In attesa delle decisioni dell'Eurogruppo su Cipro, gli investitori preferiscono non sbilanciarsi anche a Milano. Bper e Ubi Banca continuano la loro corsa, Bpm rallenta rispetto all'avvio di seduta


MILANO IN ATTESA DI NOVITA' DALL'EUROGRUPPO – Piazza Affari contiene il calo dopo una seduta in altalena, con gli investitori che attendono novità sul fronte della crisi di Cipro (alle 19.00 è prevista una nuova riunione, in teleconferenza, dei ministri delle finananze dell’Eurogruppo). A fine giornata l’indice Ftse Mib cede lo 0,50%, mentre l’indice Ftse Italia All-Share segna -0,41% come pure il paniere Ftse Star.
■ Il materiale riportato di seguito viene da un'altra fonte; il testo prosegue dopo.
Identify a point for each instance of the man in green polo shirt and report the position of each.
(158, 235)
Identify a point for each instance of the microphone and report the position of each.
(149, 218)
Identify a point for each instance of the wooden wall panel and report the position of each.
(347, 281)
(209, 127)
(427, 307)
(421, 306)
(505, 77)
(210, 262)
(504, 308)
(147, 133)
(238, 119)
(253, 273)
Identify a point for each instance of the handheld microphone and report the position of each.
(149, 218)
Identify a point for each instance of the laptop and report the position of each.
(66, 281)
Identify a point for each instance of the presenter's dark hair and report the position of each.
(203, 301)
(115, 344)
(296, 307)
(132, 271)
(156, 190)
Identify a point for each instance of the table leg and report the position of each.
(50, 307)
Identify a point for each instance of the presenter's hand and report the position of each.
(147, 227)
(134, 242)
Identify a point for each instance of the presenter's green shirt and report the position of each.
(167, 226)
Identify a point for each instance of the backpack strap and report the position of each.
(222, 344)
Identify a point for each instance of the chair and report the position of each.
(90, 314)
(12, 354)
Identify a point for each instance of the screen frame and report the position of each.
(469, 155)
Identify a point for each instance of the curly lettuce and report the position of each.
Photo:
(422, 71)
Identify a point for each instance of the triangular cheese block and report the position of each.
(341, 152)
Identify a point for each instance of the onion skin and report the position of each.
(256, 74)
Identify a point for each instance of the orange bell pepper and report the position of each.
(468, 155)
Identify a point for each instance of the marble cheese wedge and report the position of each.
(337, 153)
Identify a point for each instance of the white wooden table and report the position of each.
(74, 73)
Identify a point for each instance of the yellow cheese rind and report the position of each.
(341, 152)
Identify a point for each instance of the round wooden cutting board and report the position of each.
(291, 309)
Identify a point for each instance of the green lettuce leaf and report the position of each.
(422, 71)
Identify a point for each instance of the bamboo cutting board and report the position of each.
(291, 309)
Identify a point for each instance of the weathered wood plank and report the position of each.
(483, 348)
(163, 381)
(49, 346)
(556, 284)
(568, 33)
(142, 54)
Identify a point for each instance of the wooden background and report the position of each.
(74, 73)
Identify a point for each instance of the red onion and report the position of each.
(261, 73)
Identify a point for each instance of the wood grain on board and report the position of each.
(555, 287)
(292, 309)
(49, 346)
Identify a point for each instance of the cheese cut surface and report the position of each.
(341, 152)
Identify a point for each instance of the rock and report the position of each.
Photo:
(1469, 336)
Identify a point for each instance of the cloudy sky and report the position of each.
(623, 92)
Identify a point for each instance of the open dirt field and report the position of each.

CORRONO BPER E UBI, MALE PARMALAT E I TITOLI DEL RISPARMIO GESTITO – Tra le blue chip tricolori restano in buon rialzo fino all’ultimo Bper, Ubi Banca, Finmeccanica e A2A, oltre a Bpm (che però chiude lontana dai massimi intraday). Male Mediolanum (-3,8% dopo i dati 2012), Parmalat, Stm e Azimut, tra il 2,6% e il 3,7% di perdita (con Fiat che chiude in calo poco meno del 2,5%).